The test will pass if we execute it. But, we should note that the CollectionUtils.removeAll method returns the result in the Collection type.

If a concrete type is required – for instance, Set in our case – we’ll need to convert it manually. In the test method above, we’ve initialized a new HashSet object using the returned collection.

## 4.对称性差异

So far, we’ve learned how to get the asymmetric difference between two sets. Now, let’s take a closer look at the other scenario: finding the symmetric difference between two sets.

We’ll address two approaches to get the symmetric difference from our two immutable set examples.

The expected result is:

``Set<String> expectedDiff = Set.of("Python", "C++", "Ruby", "C#");``

Next, let’s see how to solve the problem.

### 4.1.使用HashMap。

One idea to solve the problem is first creating a Map<T, Integer> object.

Then, we iterate through the two given sets and put each element to the map as the key. If the key exists in the map, it means this is a common element in both sets. We set a special number as the value – for example, Integer.MAX_VALUE. Otherwise, we put the element and the value 1 as a new entry in the map.

Finally, we find out the keys whose value is 1 in the map, and these keys are the symmetric difference between two given sets.

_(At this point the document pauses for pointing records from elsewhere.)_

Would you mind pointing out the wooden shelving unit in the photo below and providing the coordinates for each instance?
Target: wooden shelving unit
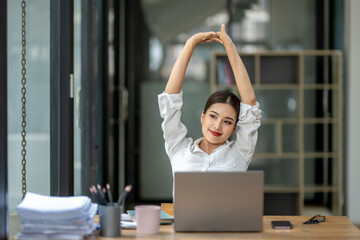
(300, 140)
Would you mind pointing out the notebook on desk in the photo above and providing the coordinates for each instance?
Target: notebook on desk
(218, 201)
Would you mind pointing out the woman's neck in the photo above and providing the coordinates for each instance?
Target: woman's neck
(207, 146)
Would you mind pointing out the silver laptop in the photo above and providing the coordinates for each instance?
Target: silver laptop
(219, 201)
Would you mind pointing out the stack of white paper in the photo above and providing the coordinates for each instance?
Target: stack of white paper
(56, 217)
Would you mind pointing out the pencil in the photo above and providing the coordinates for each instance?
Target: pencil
(124, 194)
(109, 193)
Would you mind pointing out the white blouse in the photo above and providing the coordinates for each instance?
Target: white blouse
(186, 155)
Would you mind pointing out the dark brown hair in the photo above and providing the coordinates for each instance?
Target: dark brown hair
(224, 96)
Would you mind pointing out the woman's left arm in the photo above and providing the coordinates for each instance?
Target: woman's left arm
(242, 79)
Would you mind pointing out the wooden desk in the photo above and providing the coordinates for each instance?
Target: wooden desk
(335, 227)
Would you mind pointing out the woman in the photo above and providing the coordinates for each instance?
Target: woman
(223, 114)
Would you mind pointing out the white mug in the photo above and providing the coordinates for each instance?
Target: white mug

Next, let’s implement the idea in Java:

``````public static <T> Set<T> findSymmetricDiff(Set<T> set1, Set<T> set2) {
Map<T, Integer> map = new HashMap<>();
set1.forEach(e -> putKey(map, e));
set2.forEach(e -> putKey(map, e));
return map.entrySet().stream()
.filter(e -> e.getValue() == 1)
.map(Map.Entry::getKey)
.collect(Collectors.toSet());
}

private static <T> void putKey(Map<T, Integer> map, T key) {
if (map.containsKey(key)) {
map.replace(key, Integer.MAX_VALUE);
} else {
map.put(key, 1);
}
}
``````

Now, let’s test our solution and see if it can give the expected result:

``````Set<String> actualDiff = SetDiff.findSymmetricDiff(immutableSet1, immutableSet2);
assertThat(actualDiff).isEqualTo(expectedDiff);
``````

The test passes if we run it. That is to say, our implementation works as expected.

### 4.2.使用Apache Commons库

We’ve already introduced the Apache Commons library when finding the asymmetric difference between two sets. Actually, the commons-collections4 library has a handy SetUtils.disjunction method to return the symmetric difference between two sets directly:

``````Set<String> actualDiff = SetUtils.disjunction(immutableSet1, immutableSet2);
assertThat(actualDiff).isEqualTo(expectedDiff);
``````

As the method above shows, unlike the CollectionUtils.removeAll method, the SetUtils.disjunction method returns a Set object. We don’t need to manually convert it to Set.

## 5.总结

In this article, we’ve explored how to find differences between two Set objects through examples. Further, we’ve discussed two variants of this problem: finding asymmetric differences and symmetric differences.

We’ve addressed solving the two variants using the standard Java API and widely used external libraries, such as Apache Commons-Collections and Guava.

As always, the source code used in this tutorial is available over on GitHub.